Sometimes you may be interested in processing data which is available in the form of a website consisting of multiple webpages (for example an e-shop with one page per item or a discussion forum with pages of individual users and individual discussion topics).
In this lecture, we will extract information from such a website using Python and existing Python libraries. We will store the results in an SQLite database. These results will be analyzed further in the following lectures.
Scraping webpages
In Python, the simplest tool for downloading webpages is requests package:
import requests
r = requests.get("http://en.wikipedia.org")
print(r.text[:10])
Parsing webpages
When you download one page from a website, it is in HTML format and you need to extract useful information from it. We will use beautifulsoup4 library for parsing HTML.
Parsing a webpage:
import requests
from bs4 import BeautifulSoup
text = requests.get("http://en.wikipedia.org").text
parsed = BeautifulSoup(text, 'html.parser')
Parsed variable contains HTML tree.
Select all nodes with tag <a>:
>>> links = parsed.select('a')
>>> links[1]
<a class="mw-jump-link" href="#mw-head">Jump to navigation</a>
Getting inner text:
>>> links[1].string
'Jump to navigation'
Selecting
>>> li = parsed.select('li')
>>> li[10]
<li><a href="/wiki/Fearless_(Taylor_Swift_album)" title="Fearless (Taylor Swift album)"><i>Fearless</i> (Taylor Swift album)</a></li>
>>> for ch in li[10].children:
... print(ch.name)
...
a
>>> ch.string
>>> ch.text
'Fearless (Taylor Swift album)'
More complicated selection:
parsed.select('li i') # tag inside a tag (not direct descendant), returns inner tag
parsed.select('li > i') # tag inside a tag (direct descendant), returns inner tag
parsed.select('li > i')[0].parent # gets the parent tag
parsed.select('.interlanguage-link-target') # select anything with class = "..." atribute
parsed.select('a.interlanguage-link-target') # select <a> tag with class = "..." atribute
parsed.select('li .interlanguage-link-target') # select <li> tag followed by anything with class = "..." atribute
parsed.select('#top') # select anything with id="top"
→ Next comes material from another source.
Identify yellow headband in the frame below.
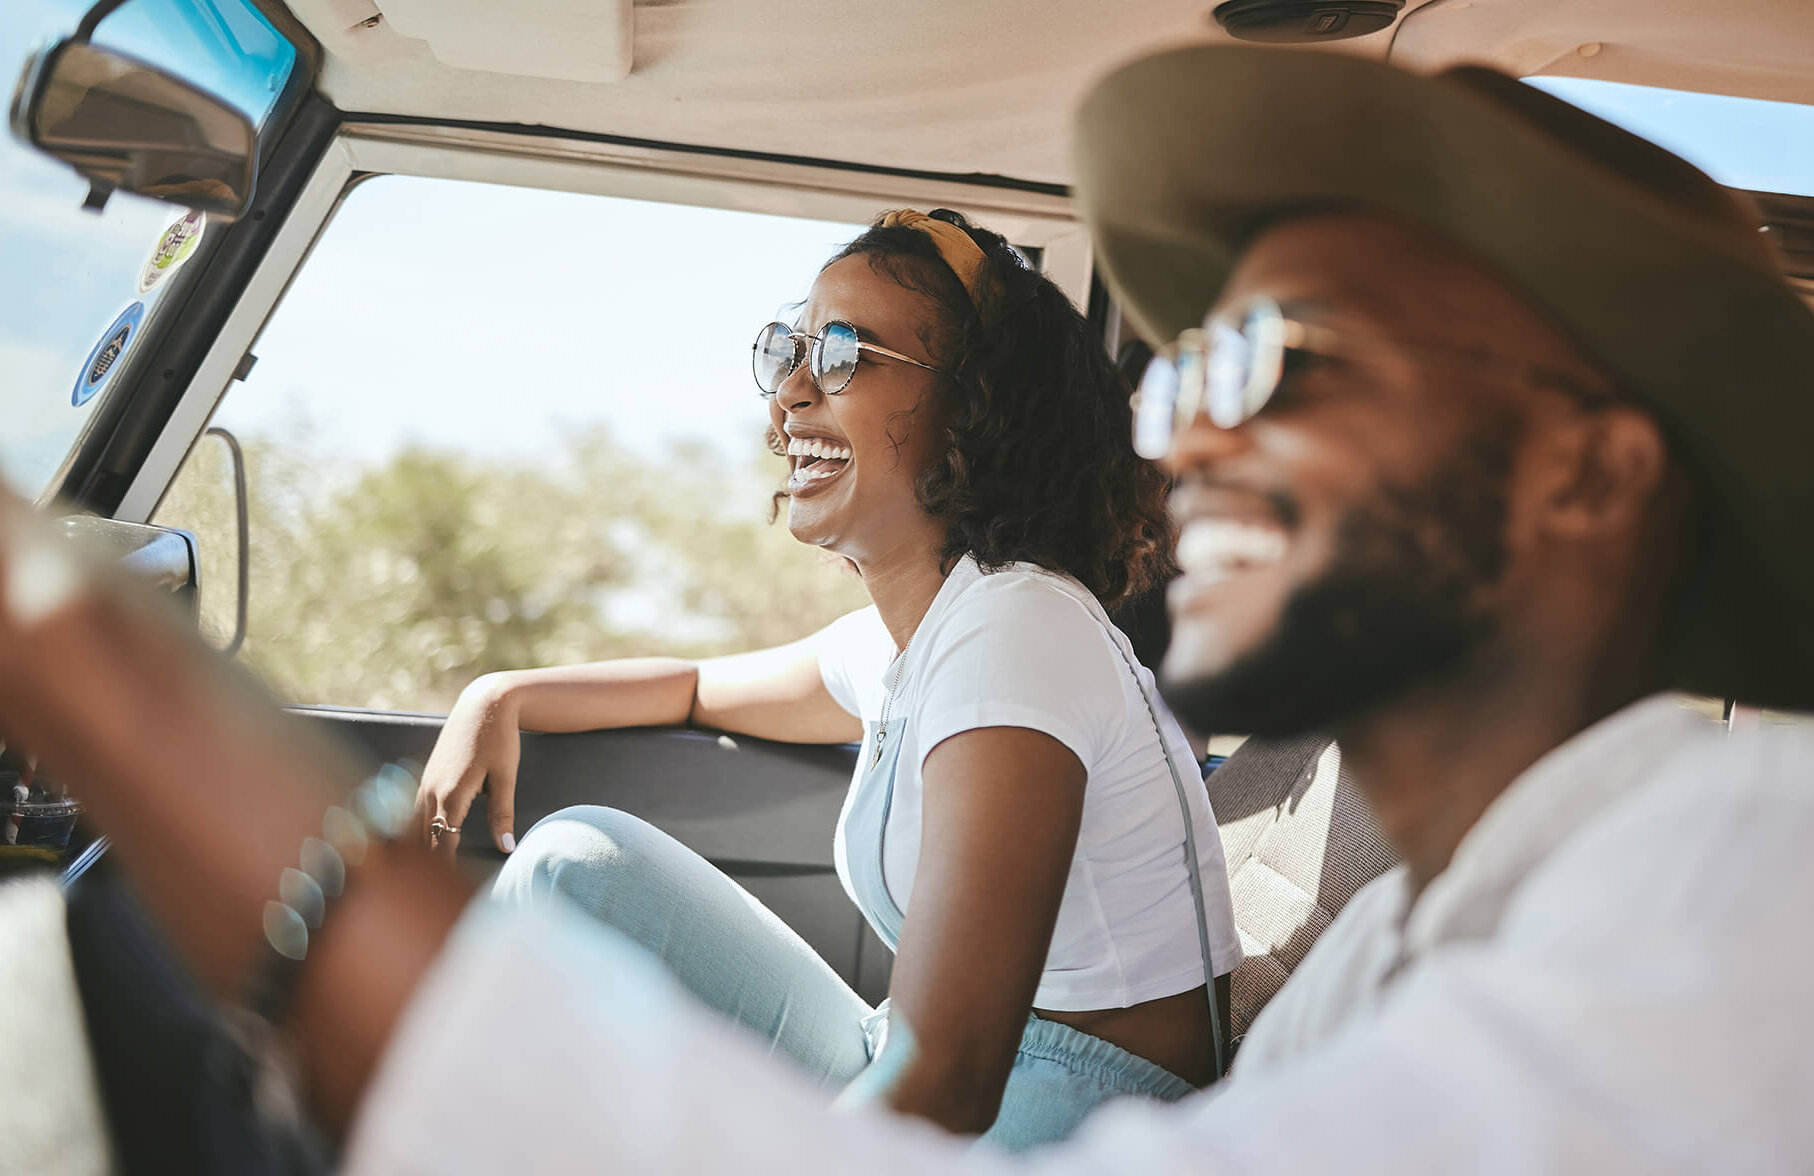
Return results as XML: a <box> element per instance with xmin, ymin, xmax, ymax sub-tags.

- In your code, we recommend following the examples at the beginning of the documentation and the example of CSS selectors. Also you can check out general syntax of CSS selectors.
- Information you need to extract is located within the structure of the HTML document
- To find out, how is the document structured, use Inspect element feature in Chrome or Firefox (right click on the text of interest within the website). For example this text on the course webpage is located within LI element, which is within UL element, which is in 4 nested DIV elements, one BODY element and one HTML element. Some of these elements also have a class (starting with a dot) or an ID (starting with #).
- Based on this information, create a CSS selector
Parsing dates
To parse dates (written as a text), you have two options:
>>> import datetime
>>> datetime_str = '9.10.18 13:55:26'
>>> datetime.datetime.strptime(datetime_str, '%d.%m.%y %H:%M:%S')
datetime.datetime(2018, 10, 9, 13, 55, 26)
- dateutil package.
>>> import dateutil.parser
>>> dateutil.parser.parse('2012-01-02 15:20:30')
datetime.datetime(2012, 1, 2, 15, 20, 30)
>>> dateutil.parser.parse('02.01.2012 15:20:30')
datetime.datetime(2012, 2, 1, 15, 20, 30)
>>> dateutil.parser.parse('02.01.2012 15:20:30', dayfirst=True)
datetime.datetime(2012, 1, 2, 15, 20, 30)
Other useful tips
- Don't forget to commit changes to your SQLite3 database (call db.commit()).
- SQL command CREATE TABLE IF NOT EXISTS can be useful at the start of your script.
- Use screen command for long running scripts.
- All packages are installed on our server. If you use your own laptop, you need to install them using pip (preferably in an virtualenv).